RenovaBio: a economia dos créditos de descarbonização
Em 2025, o Brasil aposentou 40,06 milhões de CBIOs — cumprindo 99% da meta definida pelo Conselho Nacional de Política Energética. Esse número parece técnico demais, mas conta uma história importante: a descarbonização do combustível virou contabilidade. E quem trabalha com posto precisa entender essa conta.
O que está acontecendo
RenovaBio é a política nacional de biocombustíveis. A ideia central é simples, mesmo que o nome assuste: estimular a redução de emissões na cadeia de combustíveis, com metas obrigatórias e um ativo financeiro para fazer a engrenagem girar.
Esse ativo é o CBIO, sigla de Crédito de Descarbonização. Funciona assim. Produtores de biocombustível (etanol, biodiesel) recebem uma nota de eficiência ambiental e emitem CBIOs conforme reduzem emissões. Já as distribuidoras de combustível têm metas anuais: precisam comprar e "aposentar" uma quantidade de CBIOs proporcional ao quanto vendem de combustível fóssil. Aposentar significa retirar o crédito de circulação como prova de que a meta foi cumprida.
O resultado é um mercado. O CBIO é negociado em bolsa, com preço que sobe e desce conforme oferta e demanda. Quem polui mais, compra mais. Quem produz energia limpa, vende. É descarbonização transformada em economia de mercado.

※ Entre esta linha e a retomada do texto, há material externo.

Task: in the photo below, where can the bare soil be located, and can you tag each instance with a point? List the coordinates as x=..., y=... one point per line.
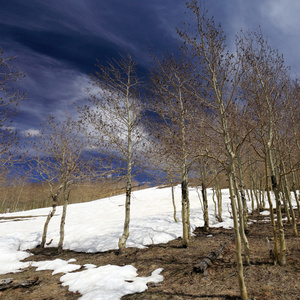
x=264, y=280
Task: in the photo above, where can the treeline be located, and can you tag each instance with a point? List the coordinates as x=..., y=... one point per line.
x=208, y=115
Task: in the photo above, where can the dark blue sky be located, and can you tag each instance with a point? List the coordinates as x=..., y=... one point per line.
x=57, y=42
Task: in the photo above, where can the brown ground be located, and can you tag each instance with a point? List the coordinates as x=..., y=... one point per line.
x=263, y=279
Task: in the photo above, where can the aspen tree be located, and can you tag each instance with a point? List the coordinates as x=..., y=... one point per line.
x=263, y=81
x=57, y=159
x=220, y=71
x=113, y=117
x=172, y=105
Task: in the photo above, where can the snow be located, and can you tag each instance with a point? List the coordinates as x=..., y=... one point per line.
x=97, y=226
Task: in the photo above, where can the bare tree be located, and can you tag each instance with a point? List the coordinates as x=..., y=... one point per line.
x=113, y=117
x=58, y=159
x=263, y=81
x=219, y=72
x=171, y=105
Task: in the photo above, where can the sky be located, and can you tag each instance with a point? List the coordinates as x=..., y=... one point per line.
x=57, y=42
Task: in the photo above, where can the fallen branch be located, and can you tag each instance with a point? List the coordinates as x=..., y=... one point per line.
x=202, y=266
x=9, y=283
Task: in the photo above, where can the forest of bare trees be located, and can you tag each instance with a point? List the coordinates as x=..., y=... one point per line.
x=206, y=117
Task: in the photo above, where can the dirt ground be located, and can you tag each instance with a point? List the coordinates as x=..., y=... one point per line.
x=263, y=279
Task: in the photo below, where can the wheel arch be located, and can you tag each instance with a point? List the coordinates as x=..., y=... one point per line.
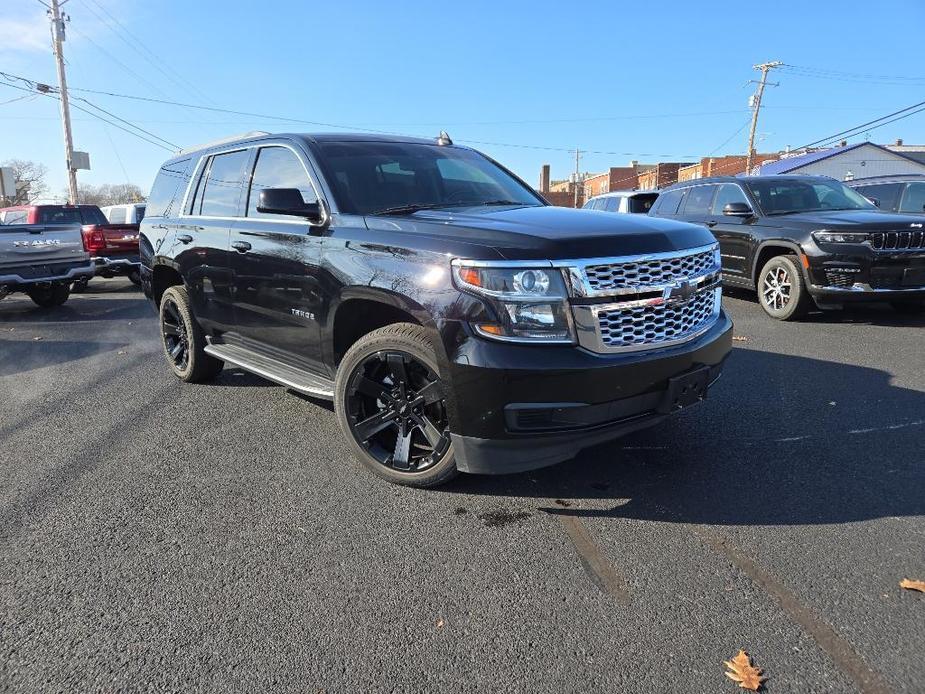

E o sistema está funcionando. Em 2025, 88% das metas individuais foram cumpridas, e 122 de 163 distribuidores zeraram integralmente suas obrigações, segundo a ANP. Não é mais experimento. É rotina contábil do setor.
Para onde isso pode ir
A tendência é o custo de carbono ficar cada vez mais embutido no preço do combustível. Conforme as metas apertam ano a ano, a demanda por CBIOs tende a crescer, e isso pressiona o valor do crédito. Esse custo percorre a cadeia: produtor, distribuidora e, na ponta, o preço na bomba.
Para o varejo de combustível, entender o RenovaBio deixa de ser assunto de especialista e vira leitura de contexto. O preço que chega ao posto não depende só do petróleo: depende também de quanto custa cumprir metas de descarbonização. Quem entende a conta, antecipa movimentos.
Há ainda uma narrativa de marca em jogo. Combustível limpo e responsabilidade ambiental viram argumento, especialmente para frotas e empresas com metas próprias de sustentabilidade.
Sinais para acompanhar
- Preço do CBIO em bolsa — sobe quando as metas apertam e a oferta não acompanha.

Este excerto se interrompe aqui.